2. Van Vlissingen Prairie (After Burn) (07:06)
3. Van Vlissingen Prairie (Summer) (11:16)
Van Vlissingen Prairie is in the Jeffery Manor neighborhood of the South Deering Community. Through investigating the Van Vlissingen Prairie reserve at two different points in time, Van Vlissingen Prairie (After Burn) and Van Vlissingen Prairie (Summer) explore the incremental change of a soundscape as the site is restored by the Chicago Park District—via soil remediation, removal of invasive plant species, and introduction of native species. The two audio recordings are both sourced from contact microphones placed within the scorched earth, field recordings on location, and analog synthesizers that weave in and out of post-industrial noise—coming from the adjacent rail yard, local residences, and the local ecology of birds and singing insects. [These two tracks were originally conceived as a soundtrack for a single-channel video installation.]

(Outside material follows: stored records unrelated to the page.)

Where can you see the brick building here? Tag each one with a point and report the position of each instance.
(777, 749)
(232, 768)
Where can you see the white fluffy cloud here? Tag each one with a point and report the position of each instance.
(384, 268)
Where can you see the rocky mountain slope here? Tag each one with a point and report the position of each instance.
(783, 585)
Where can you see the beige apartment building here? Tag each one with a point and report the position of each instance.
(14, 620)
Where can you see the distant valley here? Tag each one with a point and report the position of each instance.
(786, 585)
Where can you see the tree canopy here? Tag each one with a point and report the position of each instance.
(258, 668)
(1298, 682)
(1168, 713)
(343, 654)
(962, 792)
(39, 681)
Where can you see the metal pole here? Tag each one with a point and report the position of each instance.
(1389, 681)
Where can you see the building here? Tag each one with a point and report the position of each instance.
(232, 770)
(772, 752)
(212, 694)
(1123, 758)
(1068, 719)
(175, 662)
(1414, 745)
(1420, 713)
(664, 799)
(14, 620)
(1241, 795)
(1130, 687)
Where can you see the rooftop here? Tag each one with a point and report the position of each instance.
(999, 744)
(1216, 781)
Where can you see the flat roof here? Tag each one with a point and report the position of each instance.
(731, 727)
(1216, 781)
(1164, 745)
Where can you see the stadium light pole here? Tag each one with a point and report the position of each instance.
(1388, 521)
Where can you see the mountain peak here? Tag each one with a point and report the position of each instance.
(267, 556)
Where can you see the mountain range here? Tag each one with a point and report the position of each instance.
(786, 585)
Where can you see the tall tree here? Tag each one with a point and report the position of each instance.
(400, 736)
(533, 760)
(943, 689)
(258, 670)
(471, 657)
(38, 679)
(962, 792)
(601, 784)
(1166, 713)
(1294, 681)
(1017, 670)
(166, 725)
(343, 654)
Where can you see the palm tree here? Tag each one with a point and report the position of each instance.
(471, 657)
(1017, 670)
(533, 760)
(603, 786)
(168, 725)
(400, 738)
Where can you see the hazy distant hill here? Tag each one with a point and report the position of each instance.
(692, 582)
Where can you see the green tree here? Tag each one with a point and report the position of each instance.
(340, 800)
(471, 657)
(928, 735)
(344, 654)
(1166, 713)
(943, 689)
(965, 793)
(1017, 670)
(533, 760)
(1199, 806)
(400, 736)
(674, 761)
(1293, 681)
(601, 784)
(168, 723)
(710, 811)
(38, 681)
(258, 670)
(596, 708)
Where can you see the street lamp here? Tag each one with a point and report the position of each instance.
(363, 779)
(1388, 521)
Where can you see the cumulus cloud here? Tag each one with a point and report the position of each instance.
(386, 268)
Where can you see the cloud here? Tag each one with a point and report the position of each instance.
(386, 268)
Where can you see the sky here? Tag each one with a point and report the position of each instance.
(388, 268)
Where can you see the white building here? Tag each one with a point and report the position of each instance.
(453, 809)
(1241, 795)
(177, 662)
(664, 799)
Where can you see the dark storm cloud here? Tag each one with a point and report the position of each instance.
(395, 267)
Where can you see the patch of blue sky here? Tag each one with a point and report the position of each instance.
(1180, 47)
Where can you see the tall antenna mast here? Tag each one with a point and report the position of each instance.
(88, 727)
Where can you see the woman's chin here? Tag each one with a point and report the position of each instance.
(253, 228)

Big Marsh 2017 - Norman W. Long and Sara Zalek
Memory + Imagination + Presence
How to be in a place that is new and old?
How do I understand this place?
How do we understand this place?
I.
When we do a soundwalk we prepare by noticing our breath, we listen to the closest things around us. Then we walk and listen to changes however slight. Acknowledge how we change the soundscape with each step and how the soundscape changes within Big Marsh.
I started listening and recording as Big Marsh changed from a superfund “brownfield” site that was once home to “Slag and Ballast Company”, part of a network of factories, plants and mills for much of the 20th Century to a remediated natural area and bike park. I think the condition of the soundscape reflects the condition of the community. It was my goal to reintroduce people to a new soundscape that is of the south side of Chicago. Where industry, once the backbone of the economy is gone and the natural ecology being allowed to come back. There maybe a new future with the loss of industry. With these walks we open new paths.
II.
Photo by Sean Heaney
Sara Zalek’s movement, a living breathing palimsest, to stand on old industry, existing between the wind and the ground. New life. Ghosts of Industry. Native ecology remixed.
III.
Photo by Sean Heaney
Sounds from battery powered hand-made synthesizer invoking the ghosts of industry and versioned nature. Improvised sounds navigating between the soundscape of the emerging ecology and the remnants of an existing industrial soundscape.
IV.
Movement / Electronics. Two realities converge and then fall out of sync. Jellyfish leftover from the drosscape. Improvised movements and frequencies carried by the wind over the marshland ecologies.